Best friends Malaka Wilson-Greene and Erica Freeman didn’t expect to land in the baking world. The two Los Angeles-born pals wanted to start their own business and had looked to Nasty Gal founder Sophia Amoruso and other female entrepreneurs for inspiration, thinking they’d bust into the fashion world. But instead, the pair started baking, plying their coworkers with sweets before deciding to make the jump and launch their business, Two Chicks in the Mix.
Although neither Malaka nor Erica grew up stationed in the kitchen, whisk in hand, the two have fond memories of transforming boxed cake mix into full-fledged desserts. And so armed with a passion for food, Malaka and Erica set out to learn how to develop recipes, often reaching for the flavors and ingredients that were central to their childhoods.
“Some of the inspiration behind our recipes are things that we grew up eating, but we wanted to put a twist on it and add more unique flavor combinations to those desserts,” Erica explains.

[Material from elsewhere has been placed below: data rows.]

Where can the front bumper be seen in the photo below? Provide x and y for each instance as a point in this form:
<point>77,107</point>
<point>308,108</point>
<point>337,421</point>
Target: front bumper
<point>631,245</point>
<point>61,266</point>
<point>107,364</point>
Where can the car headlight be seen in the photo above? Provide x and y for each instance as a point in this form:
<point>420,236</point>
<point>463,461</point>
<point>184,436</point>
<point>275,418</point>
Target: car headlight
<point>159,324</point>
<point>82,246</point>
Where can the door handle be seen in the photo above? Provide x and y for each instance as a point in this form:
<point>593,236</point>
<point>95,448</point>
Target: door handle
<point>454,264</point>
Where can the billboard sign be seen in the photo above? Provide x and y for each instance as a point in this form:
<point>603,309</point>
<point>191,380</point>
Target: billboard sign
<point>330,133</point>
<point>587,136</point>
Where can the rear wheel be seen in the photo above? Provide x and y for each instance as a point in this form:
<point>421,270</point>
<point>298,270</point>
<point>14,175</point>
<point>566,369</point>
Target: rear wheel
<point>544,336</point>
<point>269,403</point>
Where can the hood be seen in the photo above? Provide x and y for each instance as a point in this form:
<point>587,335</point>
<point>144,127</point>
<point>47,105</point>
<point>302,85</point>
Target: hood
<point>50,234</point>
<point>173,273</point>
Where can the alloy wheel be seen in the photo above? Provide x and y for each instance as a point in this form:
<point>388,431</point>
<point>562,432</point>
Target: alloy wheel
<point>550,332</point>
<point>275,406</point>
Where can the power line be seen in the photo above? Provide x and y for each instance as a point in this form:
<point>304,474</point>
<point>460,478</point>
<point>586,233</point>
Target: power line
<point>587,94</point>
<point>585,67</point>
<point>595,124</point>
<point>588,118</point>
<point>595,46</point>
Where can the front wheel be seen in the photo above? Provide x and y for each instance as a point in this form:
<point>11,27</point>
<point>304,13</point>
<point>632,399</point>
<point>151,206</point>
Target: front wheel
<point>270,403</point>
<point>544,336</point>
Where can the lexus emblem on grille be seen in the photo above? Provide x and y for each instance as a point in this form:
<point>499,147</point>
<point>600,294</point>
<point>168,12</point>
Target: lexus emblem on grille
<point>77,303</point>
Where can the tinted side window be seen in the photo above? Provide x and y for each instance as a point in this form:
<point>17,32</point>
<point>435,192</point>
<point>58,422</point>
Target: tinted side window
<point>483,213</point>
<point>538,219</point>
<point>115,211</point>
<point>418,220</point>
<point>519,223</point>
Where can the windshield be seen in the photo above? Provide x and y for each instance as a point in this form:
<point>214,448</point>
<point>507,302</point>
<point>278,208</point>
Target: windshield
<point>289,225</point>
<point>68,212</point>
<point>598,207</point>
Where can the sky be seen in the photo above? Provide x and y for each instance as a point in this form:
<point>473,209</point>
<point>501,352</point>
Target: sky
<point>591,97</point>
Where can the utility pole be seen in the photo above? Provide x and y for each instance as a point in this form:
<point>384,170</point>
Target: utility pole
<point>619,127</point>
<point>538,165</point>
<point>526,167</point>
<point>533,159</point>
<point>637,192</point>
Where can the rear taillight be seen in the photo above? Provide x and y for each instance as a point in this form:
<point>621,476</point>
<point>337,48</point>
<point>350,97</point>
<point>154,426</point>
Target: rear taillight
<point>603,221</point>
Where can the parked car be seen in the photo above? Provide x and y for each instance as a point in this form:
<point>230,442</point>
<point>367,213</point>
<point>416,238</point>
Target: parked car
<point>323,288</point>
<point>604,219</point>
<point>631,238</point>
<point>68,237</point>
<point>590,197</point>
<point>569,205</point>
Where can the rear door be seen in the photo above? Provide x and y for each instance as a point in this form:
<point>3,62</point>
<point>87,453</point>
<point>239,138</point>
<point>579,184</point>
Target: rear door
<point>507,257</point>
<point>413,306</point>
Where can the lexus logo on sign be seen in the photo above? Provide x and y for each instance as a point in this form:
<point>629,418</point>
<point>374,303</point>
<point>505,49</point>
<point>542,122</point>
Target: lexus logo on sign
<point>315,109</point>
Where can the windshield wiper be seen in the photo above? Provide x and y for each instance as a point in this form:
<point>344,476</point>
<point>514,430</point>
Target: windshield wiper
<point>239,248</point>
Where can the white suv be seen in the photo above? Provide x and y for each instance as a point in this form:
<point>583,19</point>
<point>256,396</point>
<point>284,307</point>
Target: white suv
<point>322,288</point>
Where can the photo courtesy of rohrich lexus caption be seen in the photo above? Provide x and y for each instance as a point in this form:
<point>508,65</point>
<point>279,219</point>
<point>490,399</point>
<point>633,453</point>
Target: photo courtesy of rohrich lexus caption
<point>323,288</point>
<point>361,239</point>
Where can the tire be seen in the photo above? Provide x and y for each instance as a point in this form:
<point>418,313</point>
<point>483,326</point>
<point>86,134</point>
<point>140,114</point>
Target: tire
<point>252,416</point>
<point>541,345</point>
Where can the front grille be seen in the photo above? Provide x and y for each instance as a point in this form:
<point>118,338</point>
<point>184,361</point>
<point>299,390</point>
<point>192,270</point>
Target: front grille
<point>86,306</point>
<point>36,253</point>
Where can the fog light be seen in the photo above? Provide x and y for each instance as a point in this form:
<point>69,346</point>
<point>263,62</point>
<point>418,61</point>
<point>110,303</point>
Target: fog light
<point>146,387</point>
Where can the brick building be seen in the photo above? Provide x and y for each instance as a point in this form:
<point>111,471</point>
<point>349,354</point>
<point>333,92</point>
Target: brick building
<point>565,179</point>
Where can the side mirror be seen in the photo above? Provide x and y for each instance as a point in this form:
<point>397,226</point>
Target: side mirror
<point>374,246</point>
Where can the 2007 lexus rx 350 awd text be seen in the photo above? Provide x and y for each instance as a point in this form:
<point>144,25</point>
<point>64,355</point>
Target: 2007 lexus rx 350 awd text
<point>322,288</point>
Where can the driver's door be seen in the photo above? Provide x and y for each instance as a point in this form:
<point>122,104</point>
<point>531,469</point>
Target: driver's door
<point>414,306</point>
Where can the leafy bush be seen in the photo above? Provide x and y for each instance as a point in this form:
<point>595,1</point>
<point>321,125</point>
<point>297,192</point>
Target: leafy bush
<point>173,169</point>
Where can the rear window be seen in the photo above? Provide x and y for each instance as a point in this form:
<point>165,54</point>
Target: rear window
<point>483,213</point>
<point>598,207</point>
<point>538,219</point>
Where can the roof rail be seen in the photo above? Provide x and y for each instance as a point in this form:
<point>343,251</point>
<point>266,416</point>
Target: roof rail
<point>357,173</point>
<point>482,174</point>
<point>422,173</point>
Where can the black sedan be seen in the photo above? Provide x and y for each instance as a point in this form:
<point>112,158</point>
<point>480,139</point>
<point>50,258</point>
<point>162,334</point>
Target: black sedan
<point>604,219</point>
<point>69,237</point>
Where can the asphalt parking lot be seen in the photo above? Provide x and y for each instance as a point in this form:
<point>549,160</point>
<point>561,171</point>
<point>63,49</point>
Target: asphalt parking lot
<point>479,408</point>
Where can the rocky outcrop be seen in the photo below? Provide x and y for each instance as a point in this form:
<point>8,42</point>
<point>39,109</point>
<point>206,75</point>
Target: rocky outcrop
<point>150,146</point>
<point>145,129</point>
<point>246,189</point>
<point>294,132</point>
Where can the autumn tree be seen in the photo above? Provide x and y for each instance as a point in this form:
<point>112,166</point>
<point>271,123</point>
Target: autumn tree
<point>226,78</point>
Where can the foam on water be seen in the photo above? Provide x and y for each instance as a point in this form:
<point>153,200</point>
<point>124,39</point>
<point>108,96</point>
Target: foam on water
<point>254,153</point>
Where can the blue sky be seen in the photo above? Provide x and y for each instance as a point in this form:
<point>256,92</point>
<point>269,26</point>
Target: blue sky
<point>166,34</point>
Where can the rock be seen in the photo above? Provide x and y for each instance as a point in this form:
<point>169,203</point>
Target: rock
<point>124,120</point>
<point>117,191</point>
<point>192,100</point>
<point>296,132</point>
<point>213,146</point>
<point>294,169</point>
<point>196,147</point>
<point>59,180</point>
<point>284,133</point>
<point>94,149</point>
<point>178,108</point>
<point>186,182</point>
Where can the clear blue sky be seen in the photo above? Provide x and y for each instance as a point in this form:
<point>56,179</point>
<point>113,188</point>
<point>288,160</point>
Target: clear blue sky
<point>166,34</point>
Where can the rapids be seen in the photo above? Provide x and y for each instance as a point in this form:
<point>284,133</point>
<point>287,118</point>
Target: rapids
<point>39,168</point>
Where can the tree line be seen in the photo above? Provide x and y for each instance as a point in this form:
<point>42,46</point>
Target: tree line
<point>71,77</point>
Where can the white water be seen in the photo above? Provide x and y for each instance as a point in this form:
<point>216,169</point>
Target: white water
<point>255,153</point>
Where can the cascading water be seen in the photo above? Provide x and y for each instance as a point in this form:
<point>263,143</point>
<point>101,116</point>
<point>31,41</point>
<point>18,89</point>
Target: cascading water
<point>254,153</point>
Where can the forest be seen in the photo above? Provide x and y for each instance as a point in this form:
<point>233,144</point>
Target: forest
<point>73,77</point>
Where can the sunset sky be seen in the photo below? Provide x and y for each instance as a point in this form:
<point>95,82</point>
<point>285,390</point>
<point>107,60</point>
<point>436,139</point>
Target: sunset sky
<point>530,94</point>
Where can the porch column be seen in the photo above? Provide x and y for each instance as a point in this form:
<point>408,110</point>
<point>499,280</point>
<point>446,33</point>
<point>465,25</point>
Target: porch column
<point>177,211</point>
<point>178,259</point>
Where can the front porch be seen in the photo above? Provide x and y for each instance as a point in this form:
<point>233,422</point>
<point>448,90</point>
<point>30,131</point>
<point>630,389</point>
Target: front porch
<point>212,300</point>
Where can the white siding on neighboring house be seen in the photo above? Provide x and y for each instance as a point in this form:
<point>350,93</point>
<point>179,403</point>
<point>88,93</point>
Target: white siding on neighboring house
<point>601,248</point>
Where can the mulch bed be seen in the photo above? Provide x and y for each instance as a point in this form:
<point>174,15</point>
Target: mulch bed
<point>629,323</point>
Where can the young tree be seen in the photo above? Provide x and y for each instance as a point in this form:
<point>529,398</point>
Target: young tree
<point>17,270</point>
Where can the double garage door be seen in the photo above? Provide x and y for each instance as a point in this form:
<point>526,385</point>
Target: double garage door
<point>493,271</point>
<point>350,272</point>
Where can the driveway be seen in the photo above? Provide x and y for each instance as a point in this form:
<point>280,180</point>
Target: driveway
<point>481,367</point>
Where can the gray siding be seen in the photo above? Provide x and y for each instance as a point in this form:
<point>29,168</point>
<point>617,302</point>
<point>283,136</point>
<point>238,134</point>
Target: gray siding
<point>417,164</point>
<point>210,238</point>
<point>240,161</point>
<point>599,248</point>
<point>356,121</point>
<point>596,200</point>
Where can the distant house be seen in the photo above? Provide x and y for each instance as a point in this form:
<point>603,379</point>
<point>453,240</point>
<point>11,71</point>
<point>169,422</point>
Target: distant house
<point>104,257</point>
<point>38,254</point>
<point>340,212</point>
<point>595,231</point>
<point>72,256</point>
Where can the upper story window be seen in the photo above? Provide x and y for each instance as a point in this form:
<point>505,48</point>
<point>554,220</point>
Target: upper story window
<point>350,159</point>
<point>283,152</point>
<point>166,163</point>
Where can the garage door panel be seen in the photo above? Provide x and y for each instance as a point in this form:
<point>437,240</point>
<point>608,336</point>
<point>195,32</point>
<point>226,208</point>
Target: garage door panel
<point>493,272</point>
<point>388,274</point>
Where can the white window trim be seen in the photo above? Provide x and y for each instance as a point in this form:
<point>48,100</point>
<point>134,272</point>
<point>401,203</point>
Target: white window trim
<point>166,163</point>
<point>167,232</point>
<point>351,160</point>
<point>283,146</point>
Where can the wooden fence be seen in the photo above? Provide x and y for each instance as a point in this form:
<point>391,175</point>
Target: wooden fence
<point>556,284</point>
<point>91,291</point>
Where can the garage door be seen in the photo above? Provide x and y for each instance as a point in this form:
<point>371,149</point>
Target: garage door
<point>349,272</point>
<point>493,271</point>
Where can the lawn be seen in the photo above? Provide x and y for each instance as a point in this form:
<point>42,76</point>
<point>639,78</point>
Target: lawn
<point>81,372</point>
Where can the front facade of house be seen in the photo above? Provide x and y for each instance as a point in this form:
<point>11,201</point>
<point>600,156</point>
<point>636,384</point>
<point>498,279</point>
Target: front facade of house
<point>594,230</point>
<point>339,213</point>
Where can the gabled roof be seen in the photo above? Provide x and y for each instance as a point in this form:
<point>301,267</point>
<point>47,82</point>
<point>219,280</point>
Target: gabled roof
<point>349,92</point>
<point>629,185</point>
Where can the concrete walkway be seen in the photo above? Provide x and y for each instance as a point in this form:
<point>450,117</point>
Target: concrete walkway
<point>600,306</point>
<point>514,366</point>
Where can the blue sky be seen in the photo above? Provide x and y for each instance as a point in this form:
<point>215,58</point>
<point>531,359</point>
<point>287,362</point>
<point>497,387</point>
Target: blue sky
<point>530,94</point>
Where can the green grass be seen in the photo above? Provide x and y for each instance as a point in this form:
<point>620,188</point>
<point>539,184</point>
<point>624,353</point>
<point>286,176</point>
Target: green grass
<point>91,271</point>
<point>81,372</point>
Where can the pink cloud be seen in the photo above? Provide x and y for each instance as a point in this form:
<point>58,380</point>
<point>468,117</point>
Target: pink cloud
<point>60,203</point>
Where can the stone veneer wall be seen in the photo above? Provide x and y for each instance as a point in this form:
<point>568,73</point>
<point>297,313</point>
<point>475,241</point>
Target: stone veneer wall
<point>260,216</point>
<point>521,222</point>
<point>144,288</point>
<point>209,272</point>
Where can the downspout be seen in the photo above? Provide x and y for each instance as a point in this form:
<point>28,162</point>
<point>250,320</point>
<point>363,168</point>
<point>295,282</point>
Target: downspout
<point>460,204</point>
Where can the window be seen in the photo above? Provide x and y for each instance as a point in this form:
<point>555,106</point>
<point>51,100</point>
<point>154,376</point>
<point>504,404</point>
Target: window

Two Chicks in the Mix began as a destination for wedding cakes: soaring, tiered cakes, elegantly adorned with unfinished frosting, in flavors like dark chocolate cardamom and vegan lemon olive oil. Nowadays they’ve also expanded to small cakes (for any occasion), cupcakes, brownies, cookies, pies, and pound cake, but all of their desserts are often infused with cheeky and innovative flavors combinations (think pound cake shot through with lavender, and a strawberry tart boasting a layer of basil-flecked pastry cream).
The variety of flavors incorporated into the sweets are largely due to a confluence of California produce that’s been ethically sourced, as well as Black food culture, the latter of which Malaka and Erica hope will not only help diversify the food industry, but also showcase how Two Chicks in the Mix is rooted in the tradition of Black bakers. The most recent reckoning in the food industry fueled by the Black Lives Matter movement challenges the practice of “Columbusing”: proffering long-used techniques, flavors, and ingredients from other cultures as something “new” and “exotic” to a predominantly white audience. What’s introduced is rarely appropriately credited, and Malaka and Erica hope that this culture in food magazines and businesses will stop—and transform the industry for the better.
“Black people have cultural roots in America as bakers and food people because we cooked as enslaved people,” Malaka explains. “We formed a lot of those recipes. Black people [with] food businesses should be recognized in the same way and let that be a part of our culture and image.”
Although the California-based company is only shipping and offering delivery in the Los Angeles and Oakland areas, you can still replicate a taste of California at home, thanks to Two Chicks in the Mix sharing a recipe for a mixed berry pie.
This pie flaunts the bounty of the summer season and couldn’t be easier to throw together. Toss together a handful of your favorite berries—Malaka and Erica recommend a mix of strawberries, blueberries, raspberries, and blackberries—and cook them down with a bit of cornstarch and lemon zest. The finished product is poured into a par-baked pie crust, along with some melted butter for good measure, then crowned with a lattice crust. Bake it for two hours, then serve with a scoop of vanilla ice cream or whipped cream—or both.
Makes: Makes enough filling for one 9-inch pie
- 7 cups mixed berries (We like to use a combination of raspberries, strawberries, blackberries, blueberries. Feel free to use whatever berries are at your market. Frozen is fine too. If using frozen berries, add an additional 2 tbsp cornstarch.)
- 1 cup of granulated sugar, more to taste
- ¼ cup cornstarch
- 2 tbsp melted butter
- Zest of 1 lemon
- ¼ tsp salt
- 1 par-baked crust
- Whisk together the sugar and cornstarch in a small bowl. Wash and add roughly half of your berries, reserving the raspberries if using, to a large saucepan with the sugar cornstarch mixture. Cook berries and sugar cornstarch mixture over medium heat until fruit releases some juices and the sugar is melted, about 7 minutes. Taste to add more sugar, if needed.
- While the fruit is cooking, melt the better in a small saucepan on medium low heat. Remove the butter from heat.
- Once the sugar berry mixture is done, remove from heat, add remaining berries, including raspberries, if using, lemon zest, salt, and melted butter.
- Stir mixture well and using a slotted spoon, add the berries to into a parbaked pie crust. Pour in remaining fruit juice to par-baked crust until reaching the brim of the crust. Cover with a lattice crust. Brush with egg wash and sprinkle generously with raw sugar. Bake on 350℉ for about 2 hours, rotating half way through the time. Let cool at least 4 hours before serving. Enjoy.